# AI Agents with Langchain


AI agents are like smart assistants that can combine different tools and capabilities to
solve tasks. Think of them as coordinators that know when and how to use various
resources to answer questions or complete tasks. LLMs (Large Language Models)
alone are limited to generating responses based on their training data and can't
access real-time information or perform calculations - they might hallucinate or
provide outdated facts.
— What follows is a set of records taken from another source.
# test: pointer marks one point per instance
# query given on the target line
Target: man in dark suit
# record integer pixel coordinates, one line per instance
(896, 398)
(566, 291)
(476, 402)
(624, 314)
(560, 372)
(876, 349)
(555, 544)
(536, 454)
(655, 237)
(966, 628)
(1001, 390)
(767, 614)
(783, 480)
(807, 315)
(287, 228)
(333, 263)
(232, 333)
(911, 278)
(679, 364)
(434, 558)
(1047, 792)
Agents solve this by giving LLMs the ability to actively use
external tools (like Wikipedia for current facts or calculators for precise math),
essentially extending the LLM's capabilities beyond just text generation to include
real-world interaction and problem-solving. 


## This notebook demonstrates the implementation of AI agents using LangChain
The demo shows how to combine LLMs with external tools to extend their capabilities beyond simple text generation to include real-world interactions and problem-solving.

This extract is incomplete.